From its inception in the l950s until her departure in the l970s, Carolyn Brown was a major dancer in the Cunningham company and part of the vibrant artistic community of downtown New York City out of which it grew. She writes about embarking on her career with Cunningham at a time when he was a celebrated performer but a virtually unknown choreographer. She describes the heady exhilaration—and dire financial straits—of the company’s early days, when composer Cage was musical director and Robert Rauschenberg designed lighting, sets and costumes; and of the struggle for acceptance of their controversial, avant-garde dance. With unique insight, she explores Cunningham’s technique, choreography, and experimentation with compositional procedures influenced by Cage. And she probes the personalities of these two men: the reticent, moody, often secretive Cunningham, and the effusive, fun-loving, enthusiastic Cage.
Chance and Circumstance is an intimate chronicle of a crucial era in modern dance, and a revelation of the intersection of the worlds of art, music, dance, and theater that is Merce Cunningham’s extraordinary hallmark.

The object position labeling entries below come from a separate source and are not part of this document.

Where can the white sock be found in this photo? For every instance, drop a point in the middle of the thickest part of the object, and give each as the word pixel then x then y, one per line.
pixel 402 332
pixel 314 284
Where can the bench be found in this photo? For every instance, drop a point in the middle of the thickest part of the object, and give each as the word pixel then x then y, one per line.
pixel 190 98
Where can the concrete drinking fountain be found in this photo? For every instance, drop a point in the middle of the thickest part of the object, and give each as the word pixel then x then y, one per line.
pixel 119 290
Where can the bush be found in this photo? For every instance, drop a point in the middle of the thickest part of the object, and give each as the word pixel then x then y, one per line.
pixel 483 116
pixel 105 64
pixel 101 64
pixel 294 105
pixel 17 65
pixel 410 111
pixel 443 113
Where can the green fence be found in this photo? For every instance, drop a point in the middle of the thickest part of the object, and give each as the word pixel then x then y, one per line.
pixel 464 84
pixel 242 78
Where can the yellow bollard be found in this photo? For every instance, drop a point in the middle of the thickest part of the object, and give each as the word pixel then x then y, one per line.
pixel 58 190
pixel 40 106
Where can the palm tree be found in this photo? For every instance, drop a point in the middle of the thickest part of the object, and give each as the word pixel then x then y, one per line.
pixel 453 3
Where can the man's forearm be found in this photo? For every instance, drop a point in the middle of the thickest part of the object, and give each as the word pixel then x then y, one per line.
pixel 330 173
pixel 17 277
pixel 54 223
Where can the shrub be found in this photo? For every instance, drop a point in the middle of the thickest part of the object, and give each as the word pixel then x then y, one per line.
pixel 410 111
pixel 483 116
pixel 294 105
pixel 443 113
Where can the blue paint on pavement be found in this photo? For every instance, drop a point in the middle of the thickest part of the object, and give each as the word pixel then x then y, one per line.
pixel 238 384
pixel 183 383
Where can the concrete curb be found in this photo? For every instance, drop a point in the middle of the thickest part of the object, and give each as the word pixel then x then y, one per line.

Brown, a founding member of Merce Cunningham's dance company, began working on her memoir shortly after leaving the troupe in 1972, but it's proved worth the 30-year wait. Of course, the behind-the-scenes perspective on Cunningham's groundbreaking choreography is invaluable, but Brown's keen critical insights are enhanced by her account of Cunningham's temperamental difficulties in relating to and managing his fellow artists. She also discusses the role avant-garde composer John Cage played in the company's development, although it's the emotional roller-coaster of their friendship that proves most memorable. For many, the centerpiece of Brown's story might be found in several chapters devoted to a 1964 world tour, but there are wonderful moments sprinkled throughout, including the debut performance of Cage's landmark silent piece, 4'33" , along with humorous vignettes featuring Robert Rauschenberg, Willem de Kooning and Rudolf Nureyev. Brown writes with great candor about the emotional costs of her artistic commitment, but she can occasionally be oblique; the dissolution of her marriage to open-form composer Earle Brown nearly gets lost in the shuffle of performances (and reactions to outraged critics, many recounted in detail). Her story will become an indispensable document for anyone curious about the mid-century revolution in American art. 40 pages of photos.